“James (J.C.) Carroll Napier- Nashville’s Negro Political Banker”
On June 9, 1845, James (J.C) Carroll Napier, was born a slave to William C. and Jane E. Napier in the western outskirts of Nashville, Tennessee. The family would earn their freedom when J.C. was just three years old in 1848. Napier attended a private school with 60 other black children in Nashville called Daniel Wadkins School for Free Blacks located on Line and High Street, which is now Sixth Avenue.
James’ primary education would become interrupted by a December 1856 race riot started by white vigilantes forced the school to close. This rebellion momentarily truncated black educational opportunities in Nashville until Union forces occupied the city in February 1862. In the interim under the direction of free black teacher, Rufus Conrad, the Napier family and several other free black families sent their children to Ohio to continue their schooling.
J.C. Napier enrolled in historically black Wilberforce College in 1859 before transferring to integrated Oberlin College.

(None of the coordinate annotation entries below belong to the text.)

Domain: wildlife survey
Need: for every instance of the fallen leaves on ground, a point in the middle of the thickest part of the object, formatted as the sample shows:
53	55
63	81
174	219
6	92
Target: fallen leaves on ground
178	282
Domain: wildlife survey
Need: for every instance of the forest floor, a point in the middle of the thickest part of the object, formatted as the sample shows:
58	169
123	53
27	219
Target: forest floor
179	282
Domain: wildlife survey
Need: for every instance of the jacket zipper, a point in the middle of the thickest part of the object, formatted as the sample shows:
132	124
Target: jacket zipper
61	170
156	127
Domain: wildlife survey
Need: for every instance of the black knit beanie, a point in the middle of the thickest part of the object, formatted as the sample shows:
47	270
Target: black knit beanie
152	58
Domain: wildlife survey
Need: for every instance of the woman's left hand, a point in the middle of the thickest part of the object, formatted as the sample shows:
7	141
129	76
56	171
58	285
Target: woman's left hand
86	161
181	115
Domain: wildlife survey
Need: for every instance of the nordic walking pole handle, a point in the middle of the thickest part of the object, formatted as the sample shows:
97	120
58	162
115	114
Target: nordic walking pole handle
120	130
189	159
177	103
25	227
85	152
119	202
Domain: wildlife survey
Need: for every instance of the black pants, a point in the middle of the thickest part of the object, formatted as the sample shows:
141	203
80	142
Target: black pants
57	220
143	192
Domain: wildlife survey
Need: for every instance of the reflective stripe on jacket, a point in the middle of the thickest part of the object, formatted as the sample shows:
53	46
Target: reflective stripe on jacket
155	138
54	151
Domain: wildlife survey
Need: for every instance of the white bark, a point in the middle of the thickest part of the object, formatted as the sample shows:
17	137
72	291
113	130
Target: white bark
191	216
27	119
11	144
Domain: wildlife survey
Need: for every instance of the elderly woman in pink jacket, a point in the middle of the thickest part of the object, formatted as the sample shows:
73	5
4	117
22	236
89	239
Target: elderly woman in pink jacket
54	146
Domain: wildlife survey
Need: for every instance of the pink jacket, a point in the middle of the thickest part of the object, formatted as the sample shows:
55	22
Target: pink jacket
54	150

Returning to Nashville without a degree in 1867, the city was still held by Union forces. The ambitious future civil rights activist began to get involved with Republican Party politics.

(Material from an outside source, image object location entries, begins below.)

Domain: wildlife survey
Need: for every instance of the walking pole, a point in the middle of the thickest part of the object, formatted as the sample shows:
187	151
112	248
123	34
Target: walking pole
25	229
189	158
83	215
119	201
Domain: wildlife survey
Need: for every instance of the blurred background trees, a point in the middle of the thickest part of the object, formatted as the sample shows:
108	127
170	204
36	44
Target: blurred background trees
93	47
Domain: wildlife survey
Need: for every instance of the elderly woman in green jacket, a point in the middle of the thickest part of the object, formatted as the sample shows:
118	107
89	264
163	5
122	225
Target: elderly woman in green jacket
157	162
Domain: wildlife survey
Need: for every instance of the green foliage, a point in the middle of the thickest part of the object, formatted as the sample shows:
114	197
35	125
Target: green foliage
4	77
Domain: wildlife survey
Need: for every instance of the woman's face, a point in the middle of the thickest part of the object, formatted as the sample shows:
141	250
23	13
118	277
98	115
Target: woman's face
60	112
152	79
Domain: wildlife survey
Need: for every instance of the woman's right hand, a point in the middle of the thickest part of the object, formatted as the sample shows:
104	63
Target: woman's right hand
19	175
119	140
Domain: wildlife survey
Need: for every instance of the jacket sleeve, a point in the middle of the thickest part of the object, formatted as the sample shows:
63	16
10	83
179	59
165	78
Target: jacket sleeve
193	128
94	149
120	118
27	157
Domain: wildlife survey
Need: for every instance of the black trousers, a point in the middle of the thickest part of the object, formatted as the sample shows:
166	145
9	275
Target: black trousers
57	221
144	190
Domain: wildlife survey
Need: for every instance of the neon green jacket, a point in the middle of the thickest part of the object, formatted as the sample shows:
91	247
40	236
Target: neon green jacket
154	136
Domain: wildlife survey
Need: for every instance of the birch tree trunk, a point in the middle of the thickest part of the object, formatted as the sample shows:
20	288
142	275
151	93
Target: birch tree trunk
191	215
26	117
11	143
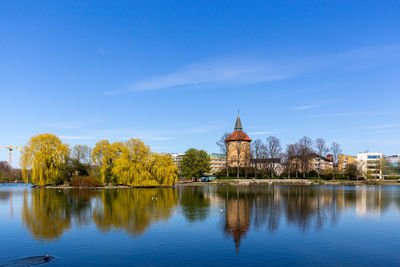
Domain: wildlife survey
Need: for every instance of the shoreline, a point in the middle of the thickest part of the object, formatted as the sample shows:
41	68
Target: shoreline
230	182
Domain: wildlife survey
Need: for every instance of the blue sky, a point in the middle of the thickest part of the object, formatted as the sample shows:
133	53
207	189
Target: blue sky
174	73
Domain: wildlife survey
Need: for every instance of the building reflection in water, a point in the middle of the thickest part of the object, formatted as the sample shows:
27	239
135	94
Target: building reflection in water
48	213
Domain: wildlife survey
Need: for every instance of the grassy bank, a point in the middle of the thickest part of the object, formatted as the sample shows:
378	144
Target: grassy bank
255	182
4	180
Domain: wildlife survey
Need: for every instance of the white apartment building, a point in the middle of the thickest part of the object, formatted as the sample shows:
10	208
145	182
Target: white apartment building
369	164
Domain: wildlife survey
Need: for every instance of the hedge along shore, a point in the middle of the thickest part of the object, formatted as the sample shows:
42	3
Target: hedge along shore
259	182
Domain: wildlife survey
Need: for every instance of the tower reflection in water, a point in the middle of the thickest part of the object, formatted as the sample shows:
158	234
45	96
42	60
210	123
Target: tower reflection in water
48	213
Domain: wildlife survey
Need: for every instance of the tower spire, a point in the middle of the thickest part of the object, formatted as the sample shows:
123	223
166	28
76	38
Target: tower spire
238	124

John Mercer Langston, an Ohio free black and a friend of Napier’s father, visited Nashville to speak to the victorious African American Union troops who had defeated the Confederates at the Battle of Nashville and to deliver an Emancipation Day address. Langston, who became a Republican Congressman and the founding Dean of Howard University School of Law, later invited J. C. Napier to attend the law school under his mentorship. After receiving his law degree in 1872, Napier returned to Nashville starting his own law practice. In 1873, he married Langston’s daughter, Nettie.
From 1878 to 1885, he served on Nashville’s City Council becoming the first African American presiding councilmember. Napier used his influence in the heart of black political struggles to author legislation instrumental in the hiring of black public school teachers, black detectives, and assisting in the organization of Nashville’s fire engine company. He later lost his Council seat as his Republican Party altered from advocating blacks’ rights.
In 1904, Napier used his own savings to establish One-Cent Savings Bank (Citizens Savings Bank & Trust Company), the nation’s first bank owned and operated by African-Americans. J.C. Napier served as president of the National Negro Business League (NNBL) founded by his long time friend, Booker T. Washington, opening a chapter in Nashville in 1905.He helped organize the 1905 Negro strike against Nashville’s segregated streetcar service. Using his powerful influence, Napier presided over the Nashville Negro Board of Trade, and board of trustees for Fisk and Howard Universities, and he was instrumental in the drive to establish the Tennessee Agricultural and Industrial State Normal School for Negroes (now Tennessee State University).
During his return to Washington D.C, Napier became the first black non-janitorial employee at the Treasury Department as a State Department Clerk. In 1911, upon the recommendation of his friend Booker T. Washington, James Napier was appointed the Register of the Treasury under President William Howard Taft, the highest governmental position then available to African Americans. A position that allowed his signature to appear on all federally printed paper money. He held patronage appointments under Presidents Grant, Hayes, Garfield, and Arthur.
In 1913, he resigned in protest of President Woodrow Wilson’s federal order of the institution of segregation practices among federal employees in Washington. Consequently, the American government stopped its practice of appointing black men to be Register of the Treasury.
After returning to Nashville, Napier remained active in the promotion of the welfare of the black community in Nashville. Serving on the Nashville Housing Authority and remaining a cashier at his bank even until his death. Fisk University honored him with a honorary doctorate law degree. Week-long funeral services at the Fisk University Memorial Chapel, after his death on April 21, 1940. Napier’s remains are interred in Greenwood Cemetery, the second oldest African-American cemetery in Nashville. Today, a public housing project in Nashville is named for James (J.C.) Carroll Napier, Nashville’s Negro Political Banker.